Let use the notation  $\Pr(E_X(y))$  to denote  $\Pr(E_X|Q_k(Y_1) = y)$ .

Suppose  $f_{Q_k(Y_1)}$  be the density function of the RV  $Q_k(Y_1)$ . Then  $Pr(Q_k(Y_1) \in X)$  can be written as:

$$Pr(Q_k(Y_1) \in X) = \int_{\mathcal{X}} f_{Q_k(Y_1)}(y) Pr(Q_k(Y_1) \in X|Q_k(Y_1) = y), \quad (42)$$

where  $Pr(Q_k(Y_1) \in X|Q_k(Y_1) = y)$  can be formulated using  $E_X(y)$  and  $E_Z(y)$  as

$$Pr(Q_k(Y_1) \in X|Q_k(Y_1) = y) = \frac{\Pr(E_X(y))}{\Pr(E_Z(y))}. \quad (43)$$

Let  $P_f(y, \epsilon)$  denote the probability of the sphere  $B(y, \epsilon)$  with density  $f$ . Then there exist a function real function  $\Delta_1(\epsilon)$  such that for any  $\epsilon > 0$  we have

$$P_f(y, \epsilon) = f(y)c_d\epsilon^d + \Delta_1(\epsilon), \quad (44)$$

where  $c_d$  is volume of the unit ball in dimension  $d$ . From definition of the density function we have

$$f(y) = \lim_{\epsilon \rightarrow 0} \frac{P_f(y, \epsilon)}{c_d\epsilon^d}. \quad (45)$$

So, from (44) and (45) we get  $\lim_{\epsilon \rightarrow 0} \Delta_1(\epsilon)/\epsilon^d = 0$ .

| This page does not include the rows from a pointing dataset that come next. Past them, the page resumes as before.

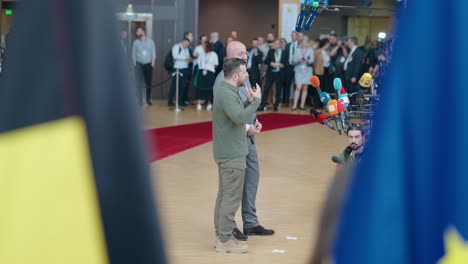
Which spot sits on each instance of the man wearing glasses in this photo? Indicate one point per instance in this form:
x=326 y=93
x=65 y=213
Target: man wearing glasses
x=356 y=140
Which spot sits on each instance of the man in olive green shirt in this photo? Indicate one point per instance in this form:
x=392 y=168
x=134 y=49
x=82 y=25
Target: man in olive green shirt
x=230 y=115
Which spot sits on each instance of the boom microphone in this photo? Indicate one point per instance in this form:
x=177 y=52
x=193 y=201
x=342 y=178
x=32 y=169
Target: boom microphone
x=337 y=84
x=310 y=19
x=315 y=81
x=301 y=18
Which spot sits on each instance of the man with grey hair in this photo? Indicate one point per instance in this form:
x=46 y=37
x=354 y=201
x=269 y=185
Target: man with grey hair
x=252 y=175
x=230 y=114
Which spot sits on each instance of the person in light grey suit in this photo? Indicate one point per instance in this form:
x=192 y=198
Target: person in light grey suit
x=251 y=226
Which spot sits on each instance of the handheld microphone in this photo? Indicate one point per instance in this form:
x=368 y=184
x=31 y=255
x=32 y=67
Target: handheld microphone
x=332 y=107
x=324 y=98
x=365 y=81
x=321 y=118
x=337 y=84
x=337 y=160
x=333 y=111
x=315 y=81
x=342 y=110
x=343 y=98
x=301 y=18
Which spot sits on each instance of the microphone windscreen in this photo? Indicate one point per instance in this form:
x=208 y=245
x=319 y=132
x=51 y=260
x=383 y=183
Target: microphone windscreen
x=341 y=107
x=365 y=80
x=315 y=81
x=314 y=112
x=337 y=160
x=300 y=20
x=320 y=118
x=337 y=84
x=310 y=19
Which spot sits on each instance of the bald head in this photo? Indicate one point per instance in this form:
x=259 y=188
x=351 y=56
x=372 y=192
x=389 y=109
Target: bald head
x=236 y=49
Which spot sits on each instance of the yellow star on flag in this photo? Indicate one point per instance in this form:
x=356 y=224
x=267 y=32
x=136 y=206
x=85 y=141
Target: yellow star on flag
x=456 y=249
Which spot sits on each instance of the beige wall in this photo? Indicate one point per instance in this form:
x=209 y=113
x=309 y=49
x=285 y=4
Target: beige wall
x=250 y=18
x=363 y=27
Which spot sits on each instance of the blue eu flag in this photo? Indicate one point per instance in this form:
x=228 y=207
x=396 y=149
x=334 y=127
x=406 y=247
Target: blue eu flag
x=408 y=199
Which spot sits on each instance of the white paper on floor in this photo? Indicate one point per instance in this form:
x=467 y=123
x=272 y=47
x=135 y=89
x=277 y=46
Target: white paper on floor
x=278 y=251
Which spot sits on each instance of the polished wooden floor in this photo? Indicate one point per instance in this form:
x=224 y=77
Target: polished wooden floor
x=295 y=170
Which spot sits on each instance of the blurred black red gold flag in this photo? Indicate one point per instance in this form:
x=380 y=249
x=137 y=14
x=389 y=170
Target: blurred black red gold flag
x=74 y=183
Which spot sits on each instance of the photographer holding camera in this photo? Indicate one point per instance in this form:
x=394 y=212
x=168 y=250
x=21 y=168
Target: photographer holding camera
x=352 y=153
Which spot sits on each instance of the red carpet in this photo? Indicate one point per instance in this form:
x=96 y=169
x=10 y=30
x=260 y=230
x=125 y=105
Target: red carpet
x=168 y=141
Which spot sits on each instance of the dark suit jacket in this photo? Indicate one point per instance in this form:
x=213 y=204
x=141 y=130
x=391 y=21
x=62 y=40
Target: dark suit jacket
x=271 y=58
x=354 y=68
x=254 y=71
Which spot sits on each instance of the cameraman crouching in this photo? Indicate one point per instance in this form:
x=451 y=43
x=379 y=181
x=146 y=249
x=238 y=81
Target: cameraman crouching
x=353 y=152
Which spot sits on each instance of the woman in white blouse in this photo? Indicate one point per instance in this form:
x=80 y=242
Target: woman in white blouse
x=207 y=62
x=303 y=58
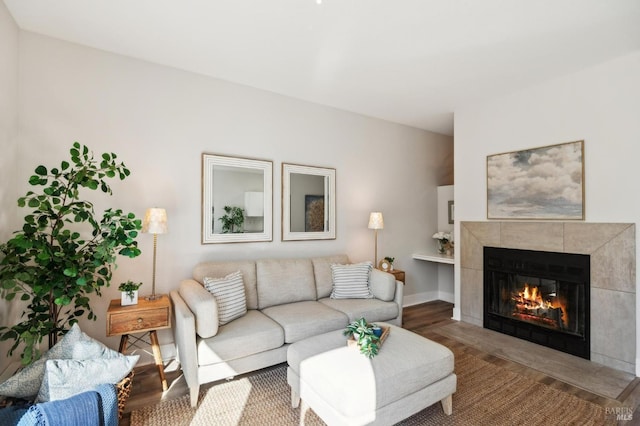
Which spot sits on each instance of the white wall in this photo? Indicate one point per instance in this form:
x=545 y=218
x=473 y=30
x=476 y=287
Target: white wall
x=600 y=105
x=9 y=169
x=446 y=291
x=159 y=120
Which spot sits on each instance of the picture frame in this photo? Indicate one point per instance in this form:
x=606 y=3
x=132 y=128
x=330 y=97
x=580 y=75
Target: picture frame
x=298 y=183
x=545 y=183
x=233 y=182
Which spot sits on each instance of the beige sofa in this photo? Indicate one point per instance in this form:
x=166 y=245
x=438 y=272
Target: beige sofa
x=287 y=301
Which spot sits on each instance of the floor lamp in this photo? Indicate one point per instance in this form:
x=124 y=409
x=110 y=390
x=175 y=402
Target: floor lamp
x=376 y=222
x=155 y=222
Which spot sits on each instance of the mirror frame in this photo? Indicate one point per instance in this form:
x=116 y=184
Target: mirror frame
x=209 y=161
x=330 y=197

Now we compute  $Pr(E_X(y))$  as

$$\begin{aligned} \Pr(E_X(y)) &= 1 - (1 - P_{f_1}(y, \epsilon))^N \\ &= NP_{f_1}(y, \epsilon) + \Delta_1(\epsilon) + \sum_{i=2}^N (-1)^i \binom{N}{i} P_{f_1}(y, \epsilon)^i \\ &= Nc_d f_1(y) \epsilon^d + \Delta_2(\epsilon), \end{aligned} \quad (46)$$

where  $\Delta_2(\epsilon) := \Delta_1(\epsilon) + \sum_{i=2}^N (-1)^i \binom{N}{i} P_{f_1}(y, \epsilon)^i$ . Note that  $\lim_{\epsilon \rightarrow 0} \Delta_2(\epsilon)/\epsilon^d = 0$ .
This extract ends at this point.